Fireproof (Maggie O'Dell #10)

He’d now chosen another warehouse. But tonight was different. Racine had said there was a body. That changed everything.

Maggie walked slowly, approaching the scene from a distance, giving herself a big-picture view but also trying to calm herself and reverse the strong instinct to flee. She had to physically coax her entire body—from her rapid pulse to her staggered breaths—to go toward the flames. It didn’t help matters that she could already feel the heat.

The smell of smoke assaulted her nostrils almost immediately, gaining strength as she approached. She could hear the violent hisses, the crackle and pop as flames ate away chunks of the building, leaving other pieces to crash down. It sounded like trees being timbered—a slight crack followed by a whoosh and then the crash.

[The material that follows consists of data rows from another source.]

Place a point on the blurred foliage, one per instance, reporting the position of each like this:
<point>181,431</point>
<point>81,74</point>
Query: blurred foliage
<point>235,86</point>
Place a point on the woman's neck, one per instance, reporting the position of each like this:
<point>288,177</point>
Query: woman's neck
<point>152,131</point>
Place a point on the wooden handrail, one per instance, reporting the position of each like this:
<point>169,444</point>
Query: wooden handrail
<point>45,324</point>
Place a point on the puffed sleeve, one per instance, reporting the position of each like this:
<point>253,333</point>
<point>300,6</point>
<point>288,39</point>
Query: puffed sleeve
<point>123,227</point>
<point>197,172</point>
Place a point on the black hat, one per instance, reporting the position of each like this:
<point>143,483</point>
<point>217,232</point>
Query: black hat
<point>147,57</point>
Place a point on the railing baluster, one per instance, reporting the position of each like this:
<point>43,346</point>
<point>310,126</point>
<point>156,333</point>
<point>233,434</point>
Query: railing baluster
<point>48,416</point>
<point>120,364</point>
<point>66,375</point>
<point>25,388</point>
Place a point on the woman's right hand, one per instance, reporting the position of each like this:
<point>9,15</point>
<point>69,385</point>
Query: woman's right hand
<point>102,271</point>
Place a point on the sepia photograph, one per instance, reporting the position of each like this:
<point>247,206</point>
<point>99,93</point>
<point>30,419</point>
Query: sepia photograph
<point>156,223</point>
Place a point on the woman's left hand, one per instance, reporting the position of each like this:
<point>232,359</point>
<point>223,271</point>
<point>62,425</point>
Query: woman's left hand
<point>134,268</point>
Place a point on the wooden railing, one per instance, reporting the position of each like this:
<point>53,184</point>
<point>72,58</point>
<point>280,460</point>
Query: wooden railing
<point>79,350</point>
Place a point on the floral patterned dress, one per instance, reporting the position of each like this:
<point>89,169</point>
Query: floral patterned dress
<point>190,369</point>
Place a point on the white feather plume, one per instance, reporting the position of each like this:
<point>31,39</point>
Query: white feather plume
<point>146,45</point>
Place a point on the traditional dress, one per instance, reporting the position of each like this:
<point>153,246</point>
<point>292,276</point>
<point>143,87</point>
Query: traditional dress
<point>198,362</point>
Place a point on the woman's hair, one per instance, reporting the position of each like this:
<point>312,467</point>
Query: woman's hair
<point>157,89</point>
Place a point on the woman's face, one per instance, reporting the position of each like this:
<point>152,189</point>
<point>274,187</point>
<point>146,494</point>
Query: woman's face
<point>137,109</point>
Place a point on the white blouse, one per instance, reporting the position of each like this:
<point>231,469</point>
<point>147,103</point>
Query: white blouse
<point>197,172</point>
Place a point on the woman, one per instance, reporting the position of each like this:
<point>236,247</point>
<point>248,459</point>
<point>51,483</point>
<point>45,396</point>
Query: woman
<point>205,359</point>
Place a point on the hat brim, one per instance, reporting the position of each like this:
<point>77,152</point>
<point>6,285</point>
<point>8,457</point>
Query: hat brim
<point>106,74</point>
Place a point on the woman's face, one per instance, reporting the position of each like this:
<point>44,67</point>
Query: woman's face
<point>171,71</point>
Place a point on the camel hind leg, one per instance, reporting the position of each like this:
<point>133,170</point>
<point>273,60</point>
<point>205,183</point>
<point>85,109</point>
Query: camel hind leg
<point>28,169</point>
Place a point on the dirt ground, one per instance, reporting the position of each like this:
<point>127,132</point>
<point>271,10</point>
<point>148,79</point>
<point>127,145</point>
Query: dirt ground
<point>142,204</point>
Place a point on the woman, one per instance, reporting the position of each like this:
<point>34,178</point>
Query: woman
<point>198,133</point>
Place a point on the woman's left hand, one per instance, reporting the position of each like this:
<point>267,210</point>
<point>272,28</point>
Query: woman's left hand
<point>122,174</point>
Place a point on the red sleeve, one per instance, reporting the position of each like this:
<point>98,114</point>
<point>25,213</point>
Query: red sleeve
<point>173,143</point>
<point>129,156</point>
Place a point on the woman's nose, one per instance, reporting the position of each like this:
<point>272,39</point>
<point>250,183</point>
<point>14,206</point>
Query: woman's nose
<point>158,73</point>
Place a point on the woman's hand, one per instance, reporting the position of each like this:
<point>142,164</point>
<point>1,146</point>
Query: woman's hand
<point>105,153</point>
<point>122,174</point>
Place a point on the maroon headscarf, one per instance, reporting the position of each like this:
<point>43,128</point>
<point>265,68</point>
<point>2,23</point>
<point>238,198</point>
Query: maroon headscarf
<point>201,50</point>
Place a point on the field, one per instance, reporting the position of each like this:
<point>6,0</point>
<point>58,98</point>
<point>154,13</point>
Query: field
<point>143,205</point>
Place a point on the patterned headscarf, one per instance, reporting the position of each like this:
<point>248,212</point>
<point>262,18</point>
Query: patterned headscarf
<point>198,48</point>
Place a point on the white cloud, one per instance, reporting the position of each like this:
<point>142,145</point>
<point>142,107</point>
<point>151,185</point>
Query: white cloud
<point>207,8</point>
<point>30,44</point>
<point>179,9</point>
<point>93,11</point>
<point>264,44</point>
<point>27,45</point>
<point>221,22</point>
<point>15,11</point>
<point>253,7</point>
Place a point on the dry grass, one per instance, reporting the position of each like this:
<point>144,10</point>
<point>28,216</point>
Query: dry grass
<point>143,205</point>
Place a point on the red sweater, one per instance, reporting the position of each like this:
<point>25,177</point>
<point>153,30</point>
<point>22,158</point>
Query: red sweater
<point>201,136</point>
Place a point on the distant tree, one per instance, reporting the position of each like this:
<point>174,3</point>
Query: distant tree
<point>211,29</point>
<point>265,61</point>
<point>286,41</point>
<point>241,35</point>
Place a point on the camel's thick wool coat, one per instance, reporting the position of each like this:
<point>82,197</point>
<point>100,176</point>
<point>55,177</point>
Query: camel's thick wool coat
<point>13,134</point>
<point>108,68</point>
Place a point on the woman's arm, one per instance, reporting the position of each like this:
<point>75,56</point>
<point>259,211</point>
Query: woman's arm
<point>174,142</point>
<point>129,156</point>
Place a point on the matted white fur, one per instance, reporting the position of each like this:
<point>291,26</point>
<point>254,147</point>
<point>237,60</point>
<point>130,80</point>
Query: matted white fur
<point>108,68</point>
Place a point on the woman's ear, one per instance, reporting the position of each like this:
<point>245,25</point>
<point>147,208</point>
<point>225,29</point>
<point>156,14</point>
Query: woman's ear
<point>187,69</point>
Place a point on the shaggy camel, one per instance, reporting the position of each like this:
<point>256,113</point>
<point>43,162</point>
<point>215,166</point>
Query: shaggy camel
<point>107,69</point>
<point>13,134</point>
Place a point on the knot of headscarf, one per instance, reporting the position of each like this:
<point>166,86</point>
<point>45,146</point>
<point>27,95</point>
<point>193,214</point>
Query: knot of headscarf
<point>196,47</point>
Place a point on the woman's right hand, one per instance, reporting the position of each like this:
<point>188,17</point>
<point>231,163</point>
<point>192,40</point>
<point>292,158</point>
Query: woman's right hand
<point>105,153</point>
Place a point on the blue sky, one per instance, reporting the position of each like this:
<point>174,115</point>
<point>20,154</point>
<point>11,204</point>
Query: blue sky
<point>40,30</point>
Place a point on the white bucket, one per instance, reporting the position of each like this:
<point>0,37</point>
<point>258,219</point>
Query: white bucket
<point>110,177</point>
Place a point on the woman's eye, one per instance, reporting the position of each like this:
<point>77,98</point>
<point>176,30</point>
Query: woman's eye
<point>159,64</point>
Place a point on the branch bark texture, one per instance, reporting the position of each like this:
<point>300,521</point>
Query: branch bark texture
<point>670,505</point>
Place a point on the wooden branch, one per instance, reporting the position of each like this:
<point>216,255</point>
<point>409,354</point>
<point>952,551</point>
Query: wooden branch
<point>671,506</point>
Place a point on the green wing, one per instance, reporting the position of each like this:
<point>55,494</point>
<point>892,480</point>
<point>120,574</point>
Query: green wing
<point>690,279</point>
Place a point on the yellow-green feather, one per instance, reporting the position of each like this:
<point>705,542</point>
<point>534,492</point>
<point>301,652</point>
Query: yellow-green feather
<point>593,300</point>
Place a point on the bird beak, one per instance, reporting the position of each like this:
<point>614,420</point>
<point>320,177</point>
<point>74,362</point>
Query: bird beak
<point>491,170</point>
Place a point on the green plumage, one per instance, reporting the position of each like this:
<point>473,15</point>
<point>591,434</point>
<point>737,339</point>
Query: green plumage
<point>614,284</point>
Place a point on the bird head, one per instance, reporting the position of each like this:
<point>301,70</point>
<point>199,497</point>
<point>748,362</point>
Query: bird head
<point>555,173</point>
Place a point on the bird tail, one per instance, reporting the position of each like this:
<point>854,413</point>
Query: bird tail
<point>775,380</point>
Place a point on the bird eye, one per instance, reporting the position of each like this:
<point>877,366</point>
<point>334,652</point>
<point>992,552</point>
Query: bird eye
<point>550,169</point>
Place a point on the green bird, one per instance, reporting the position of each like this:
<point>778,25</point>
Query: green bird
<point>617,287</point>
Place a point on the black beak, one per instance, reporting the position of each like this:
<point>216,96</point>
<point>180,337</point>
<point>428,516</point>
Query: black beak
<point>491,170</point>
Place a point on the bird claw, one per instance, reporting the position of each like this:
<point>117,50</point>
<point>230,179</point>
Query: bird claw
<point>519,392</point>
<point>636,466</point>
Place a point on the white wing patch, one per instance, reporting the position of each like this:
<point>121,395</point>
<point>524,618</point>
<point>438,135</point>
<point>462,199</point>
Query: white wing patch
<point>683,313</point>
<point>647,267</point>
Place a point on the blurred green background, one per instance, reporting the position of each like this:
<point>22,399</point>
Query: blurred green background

Unnerving sights and sounds and smells.

Stick to your job, she told herself. Observe. Look for any clues he may have left.

She walked by an empty lot under construction where the bulldozers and huge equipment with clawed scoops and trucks with dump wagons seemed out of place in this landscape. Her eyes jumped from cab to cab—dark and abandoned for the night. A sign three feet back from the sidewalk announced it to be the future home of something called the D.C. Outreach House. Even if she hadn’t noticed the small print “in partnership with the U.S. Department of Housing and Urban Development (HUD),” Maggie would have guessed that in a neighborhood of warehouses and displaced homeless people, the project was most likely another sleep shelter. For now it amounted to several piles of concrete chunks and yellow monster-size equipment.

She continued up the street, glancing down alleys and into door wells. Her eyes darted up to rusted fire escapes and instinctively her right hand reached inside her jacket. Her fingertips brushed over the leather holster cinched tight against her left side. She settled her fingers on the butt of her revolver as she peered inside vehicles parked along the curb.

She was close enough to the fire now that the hisses and the whoosh of flames were the dominant sounds on an otherwise quiet night. Traffic had been cordoned off. There was no one on this street. No voices or footsteps. Behind darkened windows there were no silhouettes, no movement, no sounds coming from the warehouses that were closed and locked up for the night. Everyone who had been in the area was now pressed against the crime scene tape’s perimeter about two hundred feet away. In fact, there was absolutely no evidence of anyone, and yet Maggie stopped in her tracks. Slowly, she turned completely around.

He was here.

She could feel someone watching. A sixth sense. A gut instinct. There was nothing scientific on which to base the claim.

She stood perfectly still and started once again to examine the buildings. She scanned the doors and windows. Was he looking out at her? Her eyes darted up to the rooftops. She looked at the empty lot she’d just passed. But still she saw no movement, no shadows. She heard no footsteps.

“Hey, O’Dell,” someone yelled from behind her.

Her head pivoted to see Julia Racine ducking under the crime scene tape, headed in her direction. But Maggie stayed put, her eyes darting back in the other direction, not ready to leave the empty street.

From the corner of her eye she saw a shadow peel away from under a lamppost. A flash of movement, nothing more. But now she wasn’t sure. Sometimes the pounding in her temple blurred her vision.

Annoying. But it is temporary. It had to be temporary, she kept trying to convince herself. And she certainly wasn’t going to let Julia Racine notice.





CHAPTER 6




He didn’t much care about fire. It was a cheap way to get attention.

Sure was pretty, though.

Almost like fireworks on a dark July night. Lighting a fuse, the smell of sulfur, sparks followed by glittery explosions of color. Like a thousand shooting stars. Good memories.

He still remembered his momma frying chicken for their picnic basket. He and his brother would spend the entire morning helping to butcher those poor stupid birds—beaks chattering, beady eyes staring up at him even after the head was chopped off and lying on the ground. So very fascinating to watch.

That’s where his mind was when he first saw her.

The street had been empty for quite a while. Everyone had gone to watch the flames like moths to the light. They came out of door wells and pulled themselves off warm grates in the sidewalk just to go take a look, and he shook his head as he watched the pathetic parade of the ragged.